Just a prototype:                                           4-8B10006…    4-82460F0…

                                                                                        \                   /

                                                                                        5-XXXXXX......

Progress so far: We have created two php libraries. One to find LCA from a directed acyclic graph and other one to perform a recursive 3-way merge algorithm. We have also created a module named "Conflict" which would find LCA and perform the merge algorithm on Drupal entities. The Conflict modules doesn’t use the libraries we created in first phase of GSoC as by default Drupal 8 uses linear graph of Revisions. For example:

                                                                      1-----> 2 ------> 3 ------> 4 ------> 5

Where “1” is the actual nodes and rest all numbers are to be considered as its revisions. Now, finding Lowest common ancestor in such linear graph is easy. For example, LCA(2,3) is 1 and LCA(4,5) is 3. Also LCA(1,3) is 1. So we just checked if either one of nodes weren’t root, we returned the parent of the revision which was first created otherwise we returned the root ( Actual entity). Similarly for merge method, we just found the revision last created out of 3 and returned it as result the last created revision is the latest one in linear graph. For ex: Merge(3,4,5) would return 5 as result. This module doesn't use these libraries we've created.
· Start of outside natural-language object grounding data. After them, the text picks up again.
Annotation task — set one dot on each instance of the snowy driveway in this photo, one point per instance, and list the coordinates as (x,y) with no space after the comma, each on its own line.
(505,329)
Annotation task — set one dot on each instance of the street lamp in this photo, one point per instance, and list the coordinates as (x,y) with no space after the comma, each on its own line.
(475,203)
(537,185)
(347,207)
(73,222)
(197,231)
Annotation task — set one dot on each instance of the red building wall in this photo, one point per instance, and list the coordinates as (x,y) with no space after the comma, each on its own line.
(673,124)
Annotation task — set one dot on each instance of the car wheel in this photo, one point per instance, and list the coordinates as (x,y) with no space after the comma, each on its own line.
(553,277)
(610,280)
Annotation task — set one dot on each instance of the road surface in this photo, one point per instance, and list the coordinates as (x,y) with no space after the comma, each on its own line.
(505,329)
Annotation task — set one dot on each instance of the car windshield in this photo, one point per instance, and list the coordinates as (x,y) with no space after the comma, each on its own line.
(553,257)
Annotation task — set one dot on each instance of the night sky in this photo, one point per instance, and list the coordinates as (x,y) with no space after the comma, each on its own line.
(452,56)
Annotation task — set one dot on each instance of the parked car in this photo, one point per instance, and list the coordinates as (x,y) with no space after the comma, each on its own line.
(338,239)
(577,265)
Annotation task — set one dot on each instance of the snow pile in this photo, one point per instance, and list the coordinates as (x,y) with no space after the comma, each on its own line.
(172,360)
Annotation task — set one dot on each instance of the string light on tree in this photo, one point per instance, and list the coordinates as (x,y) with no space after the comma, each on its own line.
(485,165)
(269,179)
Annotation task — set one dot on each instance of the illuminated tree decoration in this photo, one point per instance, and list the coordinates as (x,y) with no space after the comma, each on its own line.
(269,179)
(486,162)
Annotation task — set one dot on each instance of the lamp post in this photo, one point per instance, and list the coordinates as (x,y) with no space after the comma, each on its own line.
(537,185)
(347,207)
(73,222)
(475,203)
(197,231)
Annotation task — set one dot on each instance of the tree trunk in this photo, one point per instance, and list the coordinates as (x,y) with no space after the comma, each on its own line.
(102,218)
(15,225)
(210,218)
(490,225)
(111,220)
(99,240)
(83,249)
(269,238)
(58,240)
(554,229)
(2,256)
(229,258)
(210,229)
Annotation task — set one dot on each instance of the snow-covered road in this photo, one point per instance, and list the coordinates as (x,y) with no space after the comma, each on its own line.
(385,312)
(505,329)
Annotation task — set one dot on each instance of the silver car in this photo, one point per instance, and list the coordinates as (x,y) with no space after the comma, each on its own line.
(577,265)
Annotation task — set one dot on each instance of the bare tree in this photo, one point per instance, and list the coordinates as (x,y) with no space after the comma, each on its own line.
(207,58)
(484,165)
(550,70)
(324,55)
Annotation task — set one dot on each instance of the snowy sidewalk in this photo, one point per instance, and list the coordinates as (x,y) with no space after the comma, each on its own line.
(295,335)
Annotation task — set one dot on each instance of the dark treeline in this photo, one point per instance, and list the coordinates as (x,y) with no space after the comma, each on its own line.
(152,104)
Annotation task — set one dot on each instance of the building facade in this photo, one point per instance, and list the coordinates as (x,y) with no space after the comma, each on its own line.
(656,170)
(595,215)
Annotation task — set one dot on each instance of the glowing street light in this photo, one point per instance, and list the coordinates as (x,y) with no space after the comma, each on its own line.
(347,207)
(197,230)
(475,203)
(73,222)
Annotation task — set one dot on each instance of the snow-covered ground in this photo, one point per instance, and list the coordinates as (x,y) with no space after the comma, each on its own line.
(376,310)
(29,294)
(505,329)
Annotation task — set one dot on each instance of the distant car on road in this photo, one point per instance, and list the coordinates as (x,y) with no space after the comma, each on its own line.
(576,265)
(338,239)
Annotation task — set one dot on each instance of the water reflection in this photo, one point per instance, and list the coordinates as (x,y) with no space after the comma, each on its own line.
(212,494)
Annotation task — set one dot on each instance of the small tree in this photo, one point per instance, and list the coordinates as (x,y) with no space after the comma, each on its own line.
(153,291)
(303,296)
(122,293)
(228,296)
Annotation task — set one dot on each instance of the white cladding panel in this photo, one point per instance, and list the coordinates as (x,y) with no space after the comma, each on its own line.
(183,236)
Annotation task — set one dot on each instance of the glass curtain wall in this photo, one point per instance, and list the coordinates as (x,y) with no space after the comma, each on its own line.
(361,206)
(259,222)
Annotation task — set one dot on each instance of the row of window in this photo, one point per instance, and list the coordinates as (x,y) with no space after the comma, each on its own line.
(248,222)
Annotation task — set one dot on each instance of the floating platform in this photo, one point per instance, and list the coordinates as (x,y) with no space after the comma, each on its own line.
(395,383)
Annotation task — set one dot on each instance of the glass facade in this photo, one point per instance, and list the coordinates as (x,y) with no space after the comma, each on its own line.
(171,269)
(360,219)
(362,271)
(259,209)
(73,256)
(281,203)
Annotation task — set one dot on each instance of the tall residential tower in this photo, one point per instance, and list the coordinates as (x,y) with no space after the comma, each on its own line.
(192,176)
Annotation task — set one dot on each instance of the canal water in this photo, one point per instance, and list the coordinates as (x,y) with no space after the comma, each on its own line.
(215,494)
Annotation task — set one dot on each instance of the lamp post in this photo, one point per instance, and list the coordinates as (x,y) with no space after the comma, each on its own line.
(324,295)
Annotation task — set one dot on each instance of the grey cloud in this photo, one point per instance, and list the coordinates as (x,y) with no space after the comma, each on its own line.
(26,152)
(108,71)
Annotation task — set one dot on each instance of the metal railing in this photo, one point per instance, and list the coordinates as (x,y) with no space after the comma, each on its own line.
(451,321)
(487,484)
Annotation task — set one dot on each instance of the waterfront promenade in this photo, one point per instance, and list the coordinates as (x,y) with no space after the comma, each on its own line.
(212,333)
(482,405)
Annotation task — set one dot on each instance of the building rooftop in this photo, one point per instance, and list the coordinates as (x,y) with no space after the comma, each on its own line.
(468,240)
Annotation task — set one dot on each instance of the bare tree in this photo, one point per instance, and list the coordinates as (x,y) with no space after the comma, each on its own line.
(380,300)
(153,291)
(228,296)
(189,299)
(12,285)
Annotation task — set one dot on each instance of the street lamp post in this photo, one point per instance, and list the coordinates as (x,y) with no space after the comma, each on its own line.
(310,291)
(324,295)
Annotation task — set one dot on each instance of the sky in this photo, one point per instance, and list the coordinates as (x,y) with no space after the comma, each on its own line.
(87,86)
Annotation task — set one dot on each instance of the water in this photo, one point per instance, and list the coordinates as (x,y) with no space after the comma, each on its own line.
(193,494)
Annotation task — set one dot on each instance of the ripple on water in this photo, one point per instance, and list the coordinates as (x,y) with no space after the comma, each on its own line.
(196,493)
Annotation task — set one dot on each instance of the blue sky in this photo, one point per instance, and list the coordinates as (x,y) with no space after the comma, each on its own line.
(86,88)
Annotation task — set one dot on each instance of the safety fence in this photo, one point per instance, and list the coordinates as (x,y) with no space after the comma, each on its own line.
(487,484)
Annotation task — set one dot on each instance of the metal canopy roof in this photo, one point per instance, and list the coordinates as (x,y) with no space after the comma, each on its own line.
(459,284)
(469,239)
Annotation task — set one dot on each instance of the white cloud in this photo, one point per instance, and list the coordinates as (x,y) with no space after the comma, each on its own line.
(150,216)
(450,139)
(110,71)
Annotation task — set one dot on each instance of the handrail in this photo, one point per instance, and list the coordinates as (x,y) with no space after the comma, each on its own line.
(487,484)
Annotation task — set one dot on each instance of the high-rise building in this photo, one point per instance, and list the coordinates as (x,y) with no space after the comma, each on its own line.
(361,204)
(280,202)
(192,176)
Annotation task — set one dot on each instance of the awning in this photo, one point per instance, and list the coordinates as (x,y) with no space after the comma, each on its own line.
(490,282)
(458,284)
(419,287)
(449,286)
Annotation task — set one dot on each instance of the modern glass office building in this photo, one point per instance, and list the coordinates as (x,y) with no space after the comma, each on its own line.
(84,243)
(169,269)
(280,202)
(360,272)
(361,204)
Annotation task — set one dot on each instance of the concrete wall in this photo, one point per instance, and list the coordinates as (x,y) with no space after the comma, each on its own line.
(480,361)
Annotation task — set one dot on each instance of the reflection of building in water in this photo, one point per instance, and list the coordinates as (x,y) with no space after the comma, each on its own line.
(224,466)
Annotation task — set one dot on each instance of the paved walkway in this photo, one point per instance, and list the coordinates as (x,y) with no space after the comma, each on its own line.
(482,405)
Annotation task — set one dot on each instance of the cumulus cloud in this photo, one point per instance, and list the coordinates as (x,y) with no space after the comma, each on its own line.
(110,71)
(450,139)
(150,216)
However, those websites which uses Multiversion module will not use such approach as the graph of revision would be pretty different as defined above.

Now we are writing code in Multiversion module which would use these library. We'd be able to detect LCA from complex graphs and resolve merge conflicts using Multiversion module once we've integrated these APIs with the module. Of course these features would be available to sites using Multiversion module. At the moment, we have successfully integrated LCA Library with Multiversion module.
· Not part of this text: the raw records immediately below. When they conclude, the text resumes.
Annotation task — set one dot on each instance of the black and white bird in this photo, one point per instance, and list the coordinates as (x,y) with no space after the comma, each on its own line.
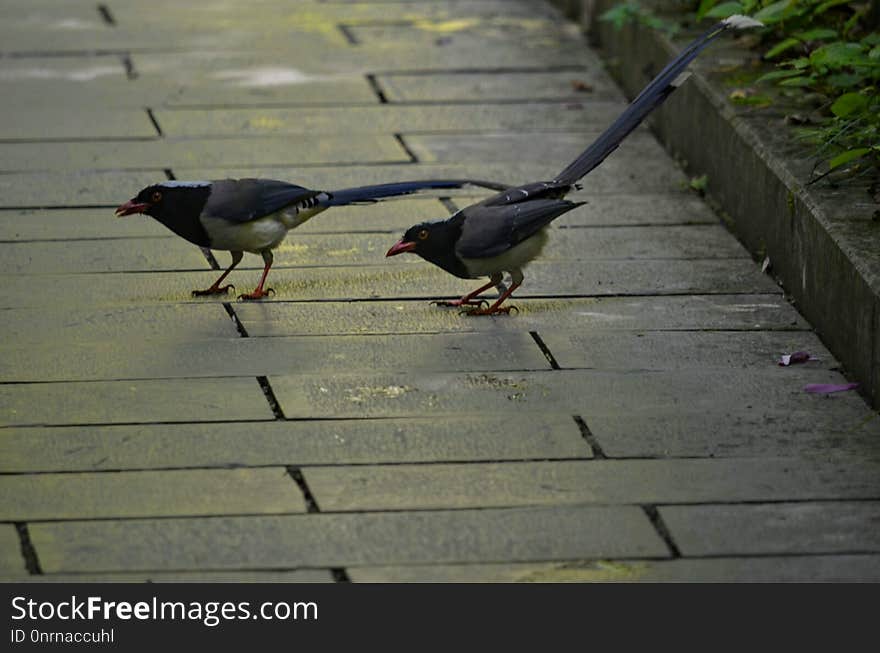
(254,215)
(508,230)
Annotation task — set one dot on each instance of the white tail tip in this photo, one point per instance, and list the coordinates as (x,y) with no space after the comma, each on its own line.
(738,21)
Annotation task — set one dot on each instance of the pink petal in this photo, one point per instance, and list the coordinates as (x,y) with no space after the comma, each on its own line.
(825,388)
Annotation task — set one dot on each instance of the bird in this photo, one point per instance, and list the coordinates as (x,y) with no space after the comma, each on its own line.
(254,215)
(508,230)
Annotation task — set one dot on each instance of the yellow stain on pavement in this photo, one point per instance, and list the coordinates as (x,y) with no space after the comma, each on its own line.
(265,123)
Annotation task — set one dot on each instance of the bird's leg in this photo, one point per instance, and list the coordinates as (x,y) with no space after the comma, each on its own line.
(217,289)
(516,279)
(469,299)
(259,293)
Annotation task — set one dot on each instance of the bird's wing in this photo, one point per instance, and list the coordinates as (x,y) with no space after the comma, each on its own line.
(527,193)
(376,192)
(243,200)
(491,230)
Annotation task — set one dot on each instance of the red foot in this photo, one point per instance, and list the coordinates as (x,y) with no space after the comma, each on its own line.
(213,290)
(460,302)
(259,293)
(491,310)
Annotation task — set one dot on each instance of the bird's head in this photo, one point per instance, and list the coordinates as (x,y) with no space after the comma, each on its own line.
(430,240)
(158,199)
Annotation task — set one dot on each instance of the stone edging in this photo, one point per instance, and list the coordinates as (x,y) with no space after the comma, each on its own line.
(823,245)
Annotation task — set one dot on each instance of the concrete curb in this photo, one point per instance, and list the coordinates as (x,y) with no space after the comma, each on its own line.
(822,243)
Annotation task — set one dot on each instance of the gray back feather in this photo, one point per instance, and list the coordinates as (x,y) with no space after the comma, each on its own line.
(243,200)
(492,230)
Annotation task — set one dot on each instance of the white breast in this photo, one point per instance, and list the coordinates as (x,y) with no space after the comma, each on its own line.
(254,236)
(515,258)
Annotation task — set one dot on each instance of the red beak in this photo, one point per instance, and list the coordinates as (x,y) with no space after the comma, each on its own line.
(400,247)
(131,207)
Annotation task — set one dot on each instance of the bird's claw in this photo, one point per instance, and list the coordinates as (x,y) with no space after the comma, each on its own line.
(490,311)
(257,294)
(213,290)
(459,302)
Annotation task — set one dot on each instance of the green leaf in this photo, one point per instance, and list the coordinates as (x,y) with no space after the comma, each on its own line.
(775,12)
(781,47)
(724,10)
(705,5)
(849,103)
(818,34)
(836,55)
(798,81)
(620,15)
(825,6)
(846,157)
(700,184)
(777,74)
(844,80)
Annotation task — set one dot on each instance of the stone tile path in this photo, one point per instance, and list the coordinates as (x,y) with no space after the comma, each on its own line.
(630,423)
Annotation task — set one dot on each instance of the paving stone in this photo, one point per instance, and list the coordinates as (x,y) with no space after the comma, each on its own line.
(303,249)
(644,168)
(117,255)
(295,576)
(507,173)
(62,123)
(133,401)
(691,312)
(165,359)
(636,209)
(665,242)
(74,224)
(169,322)
(415,280)
(397,215)
(11,559)
(576,392)
(462,33)
(110,155)
(824,568)
(312,14)
(391,216)
(44,26)
(610,482)
(310,54)
(315,540)
(585,85)
(35,497)
(299,443)
(72,89)
(790,528)
(680,350)
(736,431)
(67,189)
(590,117)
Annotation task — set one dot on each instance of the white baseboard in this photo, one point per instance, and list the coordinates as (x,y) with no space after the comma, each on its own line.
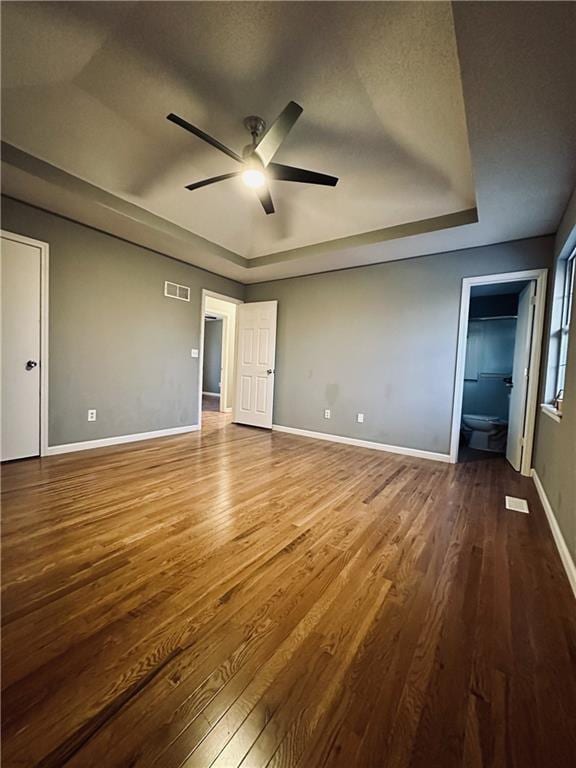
(103,442)
(364,443)
(563,550)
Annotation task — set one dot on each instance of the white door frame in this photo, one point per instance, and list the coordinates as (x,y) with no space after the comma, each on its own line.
(44,330)
(540,276)
(222,297)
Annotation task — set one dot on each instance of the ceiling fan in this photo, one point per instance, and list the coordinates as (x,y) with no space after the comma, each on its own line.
(257,156)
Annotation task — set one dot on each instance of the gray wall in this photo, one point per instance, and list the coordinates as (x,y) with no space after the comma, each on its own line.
(380,340)
(555,443)
(116,343)
(489,351)
(212,355)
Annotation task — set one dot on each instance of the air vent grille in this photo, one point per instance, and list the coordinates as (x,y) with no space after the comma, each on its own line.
(175,291)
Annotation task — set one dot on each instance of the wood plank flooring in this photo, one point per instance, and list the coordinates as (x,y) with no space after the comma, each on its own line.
(238,597)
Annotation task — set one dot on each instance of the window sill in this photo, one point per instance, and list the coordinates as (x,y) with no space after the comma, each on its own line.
(550,411)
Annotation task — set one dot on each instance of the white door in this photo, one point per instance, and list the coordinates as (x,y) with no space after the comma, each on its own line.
(255,363)
(20,375)
(521,365)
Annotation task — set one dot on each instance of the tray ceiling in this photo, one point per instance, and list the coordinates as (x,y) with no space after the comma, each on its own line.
(86,88)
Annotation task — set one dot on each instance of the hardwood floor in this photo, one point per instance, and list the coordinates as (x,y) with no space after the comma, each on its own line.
(243,597)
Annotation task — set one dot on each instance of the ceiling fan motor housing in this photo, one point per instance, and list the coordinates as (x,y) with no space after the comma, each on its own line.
(256,125)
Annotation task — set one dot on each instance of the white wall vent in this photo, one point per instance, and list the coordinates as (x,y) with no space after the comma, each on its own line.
(175,291)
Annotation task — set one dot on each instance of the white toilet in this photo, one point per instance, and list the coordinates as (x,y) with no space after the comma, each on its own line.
(486,433)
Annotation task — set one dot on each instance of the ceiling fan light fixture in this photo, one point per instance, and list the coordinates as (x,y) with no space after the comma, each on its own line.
(254,178)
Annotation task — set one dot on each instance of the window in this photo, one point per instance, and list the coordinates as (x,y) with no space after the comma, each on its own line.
(561,316)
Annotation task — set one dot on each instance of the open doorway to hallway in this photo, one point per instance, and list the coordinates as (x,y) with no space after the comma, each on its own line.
(218,354)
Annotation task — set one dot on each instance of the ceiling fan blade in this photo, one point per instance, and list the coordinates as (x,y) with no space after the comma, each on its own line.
(275,135)
(213,180)
(266,199)
(289,173)
(204,136)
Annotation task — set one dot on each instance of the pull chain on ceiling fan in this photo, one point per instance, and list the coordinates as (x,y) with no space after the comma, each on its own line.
(257,157)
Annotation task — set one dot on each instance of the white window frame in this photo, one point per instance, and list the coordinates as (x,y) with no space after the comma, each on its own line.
(558,341)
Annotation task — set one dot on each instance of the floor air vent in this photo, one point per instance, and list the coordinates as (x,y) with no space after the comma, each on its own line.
(517,505)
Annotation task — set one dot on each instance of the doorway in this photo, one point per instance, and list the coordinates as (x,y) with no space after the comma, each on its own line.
(217,358)
(24,342)
(498,363)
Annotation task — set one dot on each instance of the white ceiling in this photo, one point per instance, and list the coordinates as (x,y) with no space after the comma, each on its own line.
(400,101)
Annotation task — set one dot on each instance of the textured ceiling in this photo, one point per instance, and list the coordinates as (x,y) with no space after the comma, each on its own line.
(380,87)
(396,97)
Work we did last week: We finished our work with ComplexLcaResolver.php which implements relaxedws/lca Library and returns lowest common ancestor from a directed acyclic graph. After we got that merged, we were all set for developing ComplexMergeResolver.php which would use relaxedws/merge to merge 2 arrays into one after comparing them with a third array. The whole merging process follows 3-way merge algorithm. You can read it on Dr. Drobss website for more information about it. You can also read this blog if you want to have a clear picture of how we are using it in Drupal 8 and Multiversion.

Work we did this week: We started our work with ComplexMergeResolver and have successfully implemented the functionality. We have successfully converted entity objects into arrays using serialization API and then we have used relaxedws/merge  library to detect any merge conflicts and merge them otherwise. The functionality is implemented and now we are writing tests to ensure it’s correct working. I’m really happy that we’re on the verge of completing our last development task. All the code we've written so far can be found here and the tests we've written are availiable here.
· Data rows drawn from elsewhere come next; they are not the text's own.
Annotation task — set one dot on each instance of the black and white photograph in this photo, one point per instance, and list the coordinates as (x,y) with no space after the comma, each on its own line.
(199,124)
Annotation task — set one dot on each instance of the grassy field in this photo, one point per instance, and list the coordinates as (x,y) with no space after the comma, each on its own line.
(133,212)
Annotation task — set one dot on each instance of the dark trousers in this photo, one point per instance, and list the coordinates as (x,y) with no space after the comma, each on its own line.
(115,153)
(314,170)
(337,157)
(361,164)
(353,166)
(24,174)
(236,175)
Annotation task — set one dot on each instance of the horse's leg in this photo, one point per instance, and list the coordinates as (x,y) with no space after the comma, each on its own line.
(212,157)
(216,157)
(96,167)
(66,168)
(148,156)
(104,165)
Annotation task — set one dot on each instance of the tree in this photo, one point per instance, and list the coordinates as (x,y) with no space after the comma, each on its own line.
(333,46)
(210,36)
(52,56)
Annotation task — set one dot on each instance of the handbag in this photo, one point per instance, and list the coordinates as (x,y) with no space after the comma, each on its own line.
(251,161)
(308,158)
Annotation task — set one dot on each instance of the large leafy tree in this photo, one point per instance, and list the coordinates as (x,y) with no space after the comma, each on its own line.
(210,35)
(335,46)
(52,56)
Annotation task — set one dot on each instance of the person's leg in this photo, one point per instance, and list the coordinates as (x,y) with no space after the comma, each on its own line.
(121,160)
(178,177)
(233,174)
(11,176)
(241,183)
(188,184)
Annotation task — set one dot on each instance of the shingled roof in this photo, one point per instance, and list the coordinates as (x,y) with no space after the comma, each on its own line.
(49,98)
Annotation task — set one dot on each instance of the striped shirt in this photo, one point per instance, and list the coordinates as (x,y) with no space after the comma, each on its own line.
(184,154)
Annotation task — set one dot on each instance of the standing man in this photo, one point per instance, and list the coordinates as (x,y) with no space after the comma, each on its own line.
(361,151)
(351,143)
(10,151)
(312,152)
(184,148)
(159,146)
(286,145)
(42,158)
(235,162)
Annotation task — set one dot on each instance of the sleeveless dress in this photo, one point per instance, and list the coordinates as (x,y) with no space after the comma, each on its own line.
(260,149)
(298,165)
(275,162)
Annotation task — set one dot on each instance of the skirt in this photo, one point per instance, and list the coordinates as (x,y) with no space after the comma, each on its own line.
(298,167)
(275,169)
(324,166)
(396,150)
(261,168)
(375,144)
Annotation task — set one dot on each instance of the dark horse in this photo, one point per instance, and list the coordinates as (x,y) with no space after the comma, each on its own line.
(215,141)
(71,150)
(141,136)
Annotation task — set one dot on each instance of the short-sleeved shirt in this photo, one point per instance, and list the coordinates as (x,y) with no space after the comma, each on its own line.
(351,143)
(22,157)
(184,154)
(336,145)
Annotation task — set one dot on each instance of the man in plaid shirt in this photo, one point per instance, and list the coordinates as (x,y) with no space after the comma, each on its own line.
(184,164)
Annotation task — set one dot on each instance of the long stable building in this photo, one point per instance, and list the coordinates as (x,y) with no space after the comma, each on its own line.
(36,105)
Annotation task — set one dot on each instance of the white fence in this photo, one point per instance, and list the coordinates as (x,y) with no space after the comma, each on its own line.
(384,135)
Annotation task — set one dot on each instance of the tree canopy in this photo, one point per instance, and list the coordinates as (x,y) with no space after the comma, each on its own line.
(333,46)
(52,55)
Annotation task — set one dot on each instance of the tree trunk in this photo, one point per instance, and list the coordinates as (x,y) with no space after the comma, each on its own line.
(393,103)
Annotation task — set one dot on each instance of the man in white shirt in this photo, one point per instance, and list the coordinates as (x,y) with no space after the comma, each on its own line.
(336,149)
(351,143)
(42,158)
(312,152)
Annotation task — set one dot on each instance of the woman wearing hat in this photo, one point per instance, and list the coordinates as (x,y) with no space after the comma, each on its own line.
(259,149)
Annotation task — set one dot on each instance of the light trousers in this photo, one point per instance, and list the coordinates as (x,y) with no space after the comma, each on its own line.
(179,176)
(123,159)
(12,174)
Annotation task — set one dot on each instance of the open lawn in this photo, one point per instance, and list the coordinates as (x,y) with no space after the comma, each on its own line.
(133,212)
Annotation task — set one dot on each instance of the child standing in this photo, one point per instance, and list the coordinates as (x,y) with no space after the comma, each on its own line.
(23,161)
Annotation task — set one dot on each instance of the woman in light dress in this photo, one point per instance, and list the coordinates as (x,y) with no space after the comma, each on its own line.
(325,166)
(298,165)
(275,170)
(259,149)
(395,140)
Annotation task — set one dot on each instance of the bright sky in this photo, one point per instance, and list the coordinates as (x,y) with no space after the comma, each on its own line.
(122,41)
Aim for the next week: AAhhhhhhh!!!! Unfortunately, this is the last week. The only Aim for next week would be to plan how can I keep contributing to what I have created so far and other parts of this module.

I’d really like to thanks Matthew Lechleider. He talks to us once every week but has taught us one of the most important things i.e, to think thoroughly and define our tasks in very simple language. As a developer, we know what we have developed but most of the times, we’re not really able to make non-devs understand what our code is doing and what is the actual project. From the very starting where we started writing proposals to the very end, he used to tell me to “explain it in detail”. All of a sudden, it all makes sense now. Thanks a lot Drupal Community. Thanks a lot. You've given me an experience I'd never forget.